Brain water content (A) and Evans blue extravasations (B). All mice underwent either 60 min of bilateral renal ischemia followed by reperfusion or underwent a sham operation. The brains were harvested at 24 h after surgery and accessed for water content or for Evans blue dye extravasations. As a positive control, water content and vascular permeability were increased in the ischemic kidney as expected.
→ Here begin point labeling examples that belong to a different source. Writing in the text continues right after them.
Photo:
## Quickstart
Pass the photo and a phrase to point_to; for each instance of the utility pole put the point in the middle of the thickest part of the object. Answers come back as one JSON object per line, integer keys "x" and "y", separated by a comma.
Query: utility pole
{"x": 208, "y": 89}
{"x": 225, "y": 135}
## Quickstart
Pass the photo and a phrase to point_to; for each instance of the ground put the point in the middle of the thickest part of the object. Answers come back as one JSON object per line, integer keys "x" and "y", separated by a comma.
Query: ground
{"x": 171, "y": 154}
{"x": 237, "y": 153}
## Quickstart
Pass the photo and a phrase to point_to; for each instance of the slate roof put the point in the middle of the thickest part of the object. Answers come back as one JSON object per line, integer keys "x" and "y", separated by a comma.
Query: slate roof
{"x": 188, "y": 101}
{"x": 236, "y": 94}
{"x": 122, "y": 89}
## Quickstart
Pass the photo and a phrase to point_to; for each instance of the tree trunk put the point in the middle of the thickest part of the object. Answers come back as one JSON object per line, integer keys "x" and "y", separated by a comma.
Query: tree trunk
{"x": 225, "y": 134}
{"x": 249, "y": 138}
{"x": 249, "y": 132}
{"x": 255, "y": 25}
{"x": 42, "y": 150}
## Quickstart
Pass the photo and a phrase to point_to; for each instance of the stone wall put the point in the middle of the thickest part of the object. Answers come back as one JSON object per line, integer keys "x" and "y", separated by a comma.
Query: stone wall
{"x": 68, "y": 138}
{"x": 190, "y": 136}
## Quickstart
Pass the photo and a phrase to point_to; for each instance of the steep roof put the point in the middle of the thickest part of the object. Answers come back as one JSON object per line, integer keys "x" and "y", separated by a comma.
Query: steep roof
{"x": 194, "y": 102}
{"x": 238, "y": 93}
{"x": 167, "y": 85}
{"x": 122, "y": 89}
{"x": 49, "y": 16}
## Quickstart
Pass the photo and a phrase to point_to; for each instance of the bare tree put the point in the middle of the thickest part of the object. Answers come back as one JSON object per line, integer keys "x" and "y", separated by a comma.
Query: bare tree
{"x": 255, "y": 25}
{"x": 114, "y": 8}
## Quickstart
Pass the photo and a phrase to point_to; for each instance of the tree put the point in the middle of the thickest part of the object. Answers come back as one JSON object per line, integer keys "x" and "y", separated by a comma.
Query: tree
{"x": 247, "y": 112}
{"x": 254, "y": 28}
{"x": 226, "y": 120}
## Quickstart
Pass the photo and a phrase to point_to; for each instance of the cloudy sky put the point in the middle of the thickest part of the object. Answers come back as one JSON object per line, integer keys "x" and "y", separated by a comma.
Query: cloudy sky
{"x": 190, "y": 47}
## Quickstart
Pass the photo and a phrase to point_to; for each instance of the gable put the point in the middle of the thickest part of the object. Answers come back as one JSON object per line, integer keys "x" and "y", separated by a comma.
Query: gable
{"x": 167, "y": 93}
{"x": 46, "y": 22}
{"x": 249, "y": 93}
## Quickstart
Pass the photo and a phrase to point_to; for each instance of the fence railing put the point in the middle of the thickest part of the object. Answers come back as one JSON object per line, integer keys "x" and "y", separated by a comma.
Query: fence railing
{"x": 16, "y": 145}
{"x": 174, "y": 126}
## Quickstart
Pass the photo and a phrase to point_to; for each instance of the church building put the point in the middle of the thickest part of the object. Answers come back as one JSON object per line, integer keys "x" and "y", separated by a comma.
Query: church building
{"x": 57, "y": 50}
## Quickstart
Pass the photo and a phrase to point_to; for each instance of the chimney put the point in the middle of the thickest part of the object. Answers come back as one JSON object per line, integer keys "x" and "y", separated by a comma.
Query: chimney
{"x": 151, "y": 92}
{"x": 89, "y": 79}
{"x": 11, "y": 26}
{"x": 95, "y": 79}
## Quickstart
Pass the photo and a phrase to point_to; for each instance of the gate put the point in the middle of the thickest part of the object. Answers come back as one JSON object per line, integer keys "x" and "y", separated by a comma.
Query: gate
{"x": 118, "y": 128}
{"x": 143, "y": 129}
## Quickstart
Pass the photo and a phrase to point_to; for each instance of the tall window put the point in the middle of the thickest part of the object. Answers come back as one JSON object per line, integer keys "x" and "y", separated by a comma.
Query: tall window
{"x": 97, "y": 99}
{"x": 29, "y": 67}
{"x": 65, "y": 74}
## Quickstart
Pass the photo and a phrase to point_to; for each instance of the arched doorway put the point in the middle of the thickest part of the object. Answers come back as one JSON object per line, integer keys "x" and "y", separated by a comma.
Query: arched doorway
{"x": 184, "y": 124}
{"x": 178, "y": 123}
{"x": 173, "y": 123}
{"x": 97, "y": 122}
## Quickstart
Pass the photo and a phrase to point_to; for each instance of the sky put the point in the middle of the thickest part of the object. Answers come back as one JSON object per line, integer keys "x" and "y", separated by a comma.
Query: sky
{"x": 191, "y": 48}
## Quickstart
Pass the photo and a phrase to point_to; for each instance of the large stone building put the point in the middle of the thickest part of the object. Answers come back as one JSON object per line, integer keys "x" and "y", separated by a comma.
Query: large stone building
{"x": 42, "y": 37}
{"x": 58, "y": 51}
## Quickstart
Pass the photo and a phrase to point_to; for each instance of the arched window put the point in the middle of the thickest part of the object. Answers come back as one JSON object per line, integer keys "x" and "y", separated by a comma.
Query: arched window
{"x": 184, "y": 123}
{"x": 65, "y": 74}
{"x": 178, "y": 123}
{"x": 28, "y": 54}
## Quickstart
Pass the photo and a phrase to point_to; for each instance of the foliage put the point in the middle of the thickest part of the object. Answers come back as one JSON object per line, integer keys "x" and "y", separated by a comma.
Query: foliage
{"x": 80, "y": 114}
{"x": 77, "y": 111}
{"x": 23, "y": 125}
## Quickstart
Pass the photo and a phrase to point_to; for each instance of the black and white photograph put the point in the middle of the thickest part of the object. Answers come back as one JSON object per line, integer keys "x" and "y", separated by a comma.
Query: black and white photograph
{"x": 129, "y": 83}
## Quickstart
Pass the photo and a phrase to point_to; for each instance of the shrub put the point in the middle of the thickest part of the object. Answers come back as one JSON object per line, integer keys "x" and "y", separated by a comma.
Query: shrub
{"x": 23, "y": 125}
There was a significant increase in Evans blue extravasations and a comparable level in water content in the brain from the mice with AKI when compared with sham-operated mice. (A) Brain water content index, sham versus AKI, 0.216 ± 0.007 versus 0.231 ± 0.005, P = 0.10. (B) Brain Evans blue dye extravasations in μg/g tissue, sham versus AKI, 40.7 ± 6.29 versus 58.6 ± 7.13, *P = 0.034, n = 3. In the kidney, **P < 0.001 versus sham, n = 4.

Figure 8.

Open field test for locomotor activity. All mice were subjected to 45 or 60 min of bilateral renal ischemia, a bilateral nephrectomy, or a sham operation. Twenty-four hours later, mice underwent a 30-min open field test for locomotive activity in an activity measurement chamber (A). Locomotor activity was assessed by the times breaking electronic beam during the test. Compared with sham-operated mice, locomotion was moderately decreased in mice with 45 min of renal ischemia and was profoundly declined in mice with 60 min of renal ischemia or bilateral nephrectomy (B.Nx). B, average of activity over a 30-min period. C, total activity. *P = 0.01 versus sham; **P < 0.02 versus 60 min of IRI or B.Nx; n = 4 in each group).